Our Work > Current Events
>CES Fall Forum ’05

THE CHAIR:
AN INTERDISCIPLINARY ARCHITECTURE PROJECT
FOR THE CORE CURRICULUM

Presentation/Workshop
by
Dr. Lorraine Whitman, Executive Director, Salvadori Center
and
Jonathan Katz, Institute of Student Achievement

The Coalition of Essential Schools Fall Forum ’05

“Reclaiming the Freedom to Learn”

November 3 - 5, 2005 • Boston, MA


The Chair: An Interdisciplinary Architecture Project for the Core Curriculum

(from the Program Guide)

How can you maintain the excitement of learning in your classroom while national, state, and local “standards” grow more clamorous? Rigorous project-based constructivist pedagogy works.

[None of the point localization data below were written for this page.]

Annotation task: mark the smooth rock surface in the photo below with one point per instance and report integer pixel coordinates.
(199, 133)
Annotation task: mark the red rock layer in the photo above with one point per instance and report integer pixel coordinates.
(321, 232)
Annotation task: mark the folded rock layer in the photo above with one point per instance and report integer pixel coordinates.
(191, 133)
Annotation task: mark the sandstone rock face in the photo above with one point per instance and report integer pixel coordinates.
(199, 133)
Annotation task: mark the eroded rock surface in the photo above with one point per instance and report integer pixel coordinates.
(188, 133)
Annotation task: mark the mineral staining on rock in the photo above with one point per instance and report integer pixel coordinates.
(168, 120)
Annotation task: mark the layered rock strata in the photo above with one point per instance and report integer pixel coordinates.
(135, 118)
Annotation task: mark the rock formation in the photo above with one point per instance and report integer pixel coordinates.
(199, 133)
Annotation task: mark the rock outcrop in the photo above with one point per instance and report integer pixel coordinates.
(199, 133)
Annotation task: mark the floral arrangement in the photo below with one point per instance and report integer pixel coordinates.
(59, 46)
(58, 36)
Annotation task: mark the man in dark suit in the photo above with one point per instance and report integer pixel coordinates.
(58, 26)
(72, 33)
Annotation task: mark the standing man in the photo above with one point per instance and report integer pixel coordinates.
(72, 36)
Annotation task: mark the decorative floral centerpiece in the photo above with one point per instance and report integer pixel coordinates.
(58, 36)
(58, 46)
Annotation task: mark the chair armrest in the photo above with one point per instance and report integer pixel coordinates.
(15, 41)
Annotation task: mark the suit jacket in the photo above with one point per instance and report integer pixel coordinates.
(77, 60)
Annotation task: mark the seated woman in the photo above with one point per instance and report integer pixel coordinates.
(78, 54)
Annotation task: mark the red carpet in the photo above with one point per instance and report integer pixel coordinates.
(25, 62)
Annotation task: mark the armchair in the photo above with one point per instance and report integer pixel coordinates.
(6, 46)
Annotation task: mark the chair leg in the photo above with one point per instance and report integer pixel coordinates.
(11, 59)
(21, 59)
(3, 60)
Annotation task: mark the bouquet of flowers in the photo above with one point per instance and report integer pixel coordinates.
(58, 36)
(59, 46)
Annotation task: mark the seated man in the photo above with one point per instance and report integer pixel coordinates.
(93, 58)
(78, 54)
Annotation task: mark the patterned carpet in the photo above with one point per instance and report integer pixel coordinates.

It works in the most challenging environments as well as with the “gifted and talented.” Experience engaging architecture/engineering-focused projects that teach lessons in math, science, social studies, and language arts. You will have the opportunity to engage in one of four projects involving “The Chair.” For example, you may design and build an ergonomic chair to scale out of cardboard. Or you may choose to defend the design of a chair in a patent application to protect your intellectual property. Or you may design a throne for the pharaoh of ancient Egypt or a Caesar! Workshop presenters include two experienced Salvadori representatives: a mathematics specialist in New York City high schools and the Executive Director of the Salvadori Center with 19 years of engineering experience.


An Example of One of the Workshop Projects

(from Classroom Restyle, a Social Studies project from the “School” module of “Projects from the Salvadori Classrooms”)

The Challenge

All societies have ways to display differences and distinctions among its members, as you can see from your discussions about the common chair.

Now, imagine that you are craft workers in ancient Egypt, a society that was much more stratified than our own. (In fact, you don't need to restrict your historical imaginations to that society. Think more broadly of an "ancient" society with social strata.) Further envisage that you are making chairs for four distinct people: a common worker, a merchant, a priest, and a member of royalty.

Divide your group into two teams. One team will design chairs for the worker and priest, the other for the merchant and “royal.” Each team will come up with rough drawings of chairs appropriate to their classes of people along with an outline/list of the materials needed for their chairs’ construction.

The Results

Pharaoh's Chair

Note the jeweled ornamentation, lotus birds and papyrus blossoms, ebony with gilding, and a cotton pillow.

Priest's Chair

Topped by a carved image of Haythor, the chair itself is made out of red porphyry (a volcanic rock that comes in many colors).

Merchant's Chair

A simple-looking chair, but constructed out of very expensive materials that a merchant may have been able to obtain: ebony and elephant tusks.

Worker's Chair

Built of mud and limestone, the chair doesn't even qualify as a possession since it is, functionally, part of the wall - a status that matches the status of its user.